There are a lot of details in the opening chapters about monstrous snatchers, mysterious nuns in astrology-themed convents, and a few types of magic. The backstory and said details are never piled on, but carefully set the stage for a riveting story in which the stars are nearly omnipresent. Tapestry of Night is literally and figuratively dark from the beginning, with warm characters and fanciful magic to light the way.

As the nature of the Governance is gradually explained to the reader, things get a whole lot darker. It’s illegal to be a mage in Myrsia, and those with a talent are taken by snatchers to become Governance slaves. They’re also fitted with alloy collars to restrict their magic. In the Governance’s eyes, magic is too dangerous, and the alloy makes it safe (but cruelly useable).

Unlikely spy: struggling to control new magic, Cassia must sneak away to “a quiet shadow in a city of light” in order to study with endearing alchemist Ptolemus.

And then there’s the Defiance. Hidden away in the Rust Desert, the Defiance is the last vestiges of the now-eradicated Guild’s magic-users, but signs of former glory exist in the capital, too. The glasshouses Cassia uses as a rendezvous point was once “created and tended to by the Guild’s earth-signers, housing exotic greenery from across Myrsia and beyond. Now they sit abandoned, the plants slowly trying to reclaim the building.” There’s a lot of horror and decay behind the capital’s pretty veneer.

Myrsia’s Governance is reliably crooked and pitiless (without any flat villains, just some blind ambition). But the Defiance may not be all they’re cracked up to be, either: after all, they kicked Cassia out as a girl, right after her father died on a mission, because she had no magic.

All that changes as Cassia wanders into adulthood. She has an empath’s gifts, but they refuse to work in the usual way. She can feel what others feel, not just sense it. And it’s pretty out of control besides.
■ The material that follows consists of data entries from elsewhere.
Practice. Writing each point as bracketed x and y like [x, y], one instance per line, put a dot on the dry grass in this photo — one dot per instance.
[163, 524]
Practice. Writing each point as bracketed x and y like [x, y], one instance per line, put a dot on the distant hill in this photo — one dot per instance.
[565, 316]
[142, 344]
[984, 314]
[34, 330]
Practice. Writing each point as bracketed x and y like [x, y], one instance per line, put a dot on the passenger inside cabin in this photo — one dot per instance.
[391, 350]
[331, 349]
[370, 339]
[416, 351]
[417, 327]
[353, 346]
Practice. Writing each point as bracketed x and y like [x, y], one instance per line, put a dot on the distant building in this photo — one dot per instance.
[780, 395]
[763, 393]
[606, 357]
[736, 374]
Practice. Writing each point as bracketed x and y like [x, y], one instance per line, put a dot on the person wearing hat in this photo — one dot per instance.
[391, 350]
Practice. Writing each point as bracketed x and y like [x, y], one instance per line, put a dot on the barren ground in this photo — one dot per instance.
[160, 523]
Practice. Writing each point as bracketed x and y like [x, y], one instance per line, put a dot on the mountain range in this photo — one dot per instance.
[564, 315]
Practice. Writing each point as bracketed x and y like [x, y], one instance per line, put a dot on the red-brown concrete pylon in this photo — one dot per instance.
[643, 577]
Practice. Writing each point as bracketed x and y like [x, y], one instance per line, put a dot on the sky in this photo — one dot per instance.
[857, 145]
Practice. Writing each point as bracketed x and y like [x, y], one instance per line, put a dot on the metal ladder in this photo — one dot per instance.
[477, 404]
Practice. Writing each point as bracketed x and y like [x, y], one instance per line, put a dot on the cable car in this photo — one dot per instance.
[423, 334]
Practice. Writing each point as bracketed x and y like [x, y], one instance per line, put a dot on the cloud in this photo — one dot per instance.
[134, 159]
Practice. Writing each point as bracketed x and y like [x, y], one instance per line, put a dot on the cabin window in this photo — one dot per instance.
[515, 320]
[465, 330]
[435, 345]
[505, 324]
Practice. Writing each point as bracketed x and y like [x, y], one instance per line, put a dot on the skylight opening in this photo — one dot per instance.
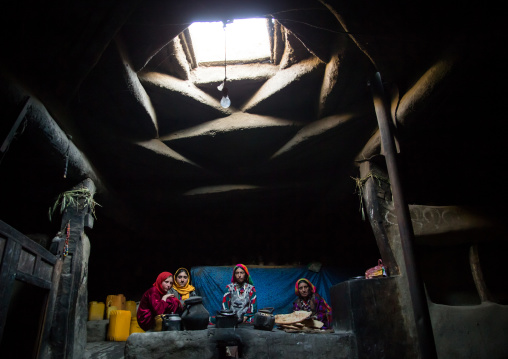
[247, 40]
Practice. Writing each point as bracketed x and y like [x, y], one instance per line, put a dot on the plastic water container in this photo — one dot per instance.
[109, 310]
[119, 325]
[135, 328]
[116, 301]
[131, 306]
[96, 310]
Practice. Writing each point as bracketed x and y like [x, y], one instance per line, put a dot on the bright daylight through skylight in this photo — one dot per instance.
[246, 39]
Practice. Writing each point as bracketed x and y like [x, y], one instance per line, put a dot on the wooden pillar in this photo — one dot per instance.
[371, 204]
[420, 308]
[66, 340]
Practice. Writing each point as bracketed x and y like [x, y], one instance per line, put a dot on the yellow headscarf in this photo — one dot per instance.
[185, 290]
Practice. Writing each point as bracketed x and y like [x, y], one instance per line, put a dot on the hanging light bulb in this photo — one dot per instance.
[225, 101]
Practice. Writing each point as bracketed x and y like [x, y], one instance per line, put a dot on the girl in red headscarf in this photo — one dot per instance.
[240, 295]
[156, 301]
[310, 301]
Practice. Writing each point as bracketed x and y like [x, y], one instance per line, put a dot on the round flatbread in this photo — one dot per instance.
[295, 317]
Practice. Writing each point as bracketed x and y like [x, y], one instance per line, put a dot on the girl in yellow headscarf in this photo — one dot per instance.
[182, 284]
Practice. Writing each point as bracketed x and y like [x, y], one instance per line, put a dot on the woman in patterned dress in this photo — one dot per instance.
[240, 295]
[310, 301]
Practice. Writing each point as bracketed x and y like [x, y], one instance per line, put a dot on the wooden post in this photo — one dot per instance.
[373, 212]
[476, 269]
[416, 291]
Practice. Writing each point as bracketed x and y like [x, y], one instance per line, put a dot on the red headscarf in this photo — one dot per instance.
[248, 279]
[161, 278]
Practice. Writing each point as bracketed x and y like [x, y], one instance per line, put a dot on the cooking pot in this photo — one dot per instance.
[195, 316]
[171, 322]
[226, 318]
[264, 319]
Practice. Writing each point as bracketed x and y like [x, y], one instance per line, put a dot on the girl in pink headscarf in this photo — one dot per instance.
[157, 300]
[309, 300]
[240, 295]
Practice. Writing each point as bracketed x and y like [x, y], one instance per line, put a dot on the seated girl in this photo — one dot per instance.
[157, 300]
[182, 284]
[240, 295]
[310, 301]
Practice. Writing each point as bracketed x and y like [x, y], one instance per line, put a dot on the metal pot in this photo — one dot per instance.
[195, 316]
[226, 319]
[171, 322]
[264, 319]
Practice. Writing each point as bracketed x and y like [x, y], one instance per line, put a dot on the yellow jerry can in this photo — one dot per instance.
[131, 306]
[109, 310]
[119, 325]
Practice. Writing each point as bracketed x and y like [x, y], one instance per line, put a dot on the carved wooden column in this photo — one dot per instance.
[416, 291]
[68, 334]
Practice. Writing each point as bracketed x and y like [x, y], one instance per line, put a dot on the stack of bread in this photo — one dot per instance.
[298, 321]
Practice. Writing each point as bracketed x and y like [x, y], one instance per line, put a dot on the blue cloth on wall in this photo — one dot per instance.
[275, 287]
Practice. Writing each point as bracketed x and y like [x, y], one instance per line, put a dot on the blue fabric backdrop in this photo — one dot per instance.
[275, 287]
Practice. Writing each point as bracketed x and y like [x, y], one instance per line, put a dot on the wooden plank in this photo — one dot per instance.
[476, 269]
[12, 132]
[30, 279]
[26, 242]
[7, 276]
[50, 310]
[43, 269]
[2, 247]
[26, 263]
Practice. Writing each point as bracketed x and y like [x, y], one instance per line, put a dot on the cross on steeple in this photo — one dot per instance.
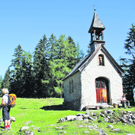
[96, 31]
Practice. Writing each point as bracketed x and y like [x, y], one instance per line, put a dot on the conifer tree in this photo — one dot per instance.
[16, 78]
[129, 65]
[40, 68]
[6, 80]
[1, 80]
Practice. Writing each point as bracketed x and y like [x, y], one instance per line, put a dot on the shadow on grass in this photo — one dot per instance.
[54, 107]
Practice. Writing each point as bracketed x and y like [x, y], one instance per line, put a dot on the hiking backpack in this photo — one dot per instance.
[12, 98]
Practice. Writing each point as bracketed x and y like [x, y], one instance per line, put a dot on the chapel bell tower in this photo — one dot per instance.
[96, 31]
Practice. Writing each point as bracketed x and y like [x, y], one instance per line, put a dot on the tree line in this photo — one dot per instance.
[40, 74]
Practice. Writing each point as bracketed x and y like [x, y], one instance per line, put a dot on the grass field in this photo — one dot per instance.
[45, 113]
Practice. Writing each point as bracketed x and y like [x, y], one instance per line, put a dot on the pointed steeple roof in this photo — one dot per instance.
[96, 23]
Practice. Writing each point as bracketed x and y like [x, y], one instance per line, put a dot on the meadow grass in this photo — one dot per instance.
[45, 113]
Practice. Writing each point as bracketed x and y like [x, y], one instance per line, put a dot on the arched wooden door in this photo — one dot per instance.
[101, 90]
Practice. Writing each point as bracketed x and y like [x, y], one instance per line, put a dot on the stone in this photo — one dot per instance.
[134, 121]
[124, 112]
[29, 133]
[86, 116]
[94, 114]
[90, 118]
[102, 115]
[59, 127]
[24, 128]
[79, 114]
[79, 118]
[61, 119]
[106, 119]
[86, 132]
[86, 120]
[109, 111]
[109, 126]
[80, 126]
[36, 128]
[112, 120]
[132, 117]
[116, 130]
[130, 120]
[70, 117]
[28, 122]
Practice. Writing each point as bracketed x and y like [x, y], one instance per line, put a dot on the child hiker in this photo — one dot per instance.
[5, 108]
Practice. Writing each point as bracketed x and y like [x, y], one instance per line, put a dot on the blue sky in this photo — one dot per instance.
[25, 22]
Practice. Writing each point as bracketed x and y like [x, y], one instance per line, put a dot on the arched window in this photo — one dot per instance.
[101, 60]
[71, 86]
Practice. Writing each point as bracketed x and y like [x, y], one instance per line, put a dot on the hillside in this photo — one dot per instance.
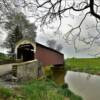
[90, 65]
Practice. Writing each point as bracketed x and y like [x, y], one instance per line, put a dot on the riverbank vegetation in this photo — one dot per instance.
[40, 90]
[89, 65]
Depending on whether she can learn to control her gift, Cassia just might be the Defiance’s perfect spy. But she has zero time to master it. With the life of a friend on the line, Cassia is about to head off to the capital with a fake identity, where she witnesses constant reminders of how important—and dangerous—her task is.

Eventually, as a side note, we hear there are fey out there somewhere, closed off in their own country across the sea. And for an unknown reason, the leader of the Governance is out there visiting them. This series has a whole lot of space to grow, with some interesting plot points set up for the next book.

The settings of Tapestry of Night are just as interesting, from a red desert to the peculiar convents to the inner bureaucratic chambers of the Governance. The Governance is sort of like evil Hogwarts at times, complete with its own wizarding ball.

On a copy editing note, the excess of commas can be looked past after a bit, so don’t let that stop you. This is a great take on magical “job classes” and a good late-bloomer story, too. Not to mention the spy-craft! I’ll be continuing with the series for sure.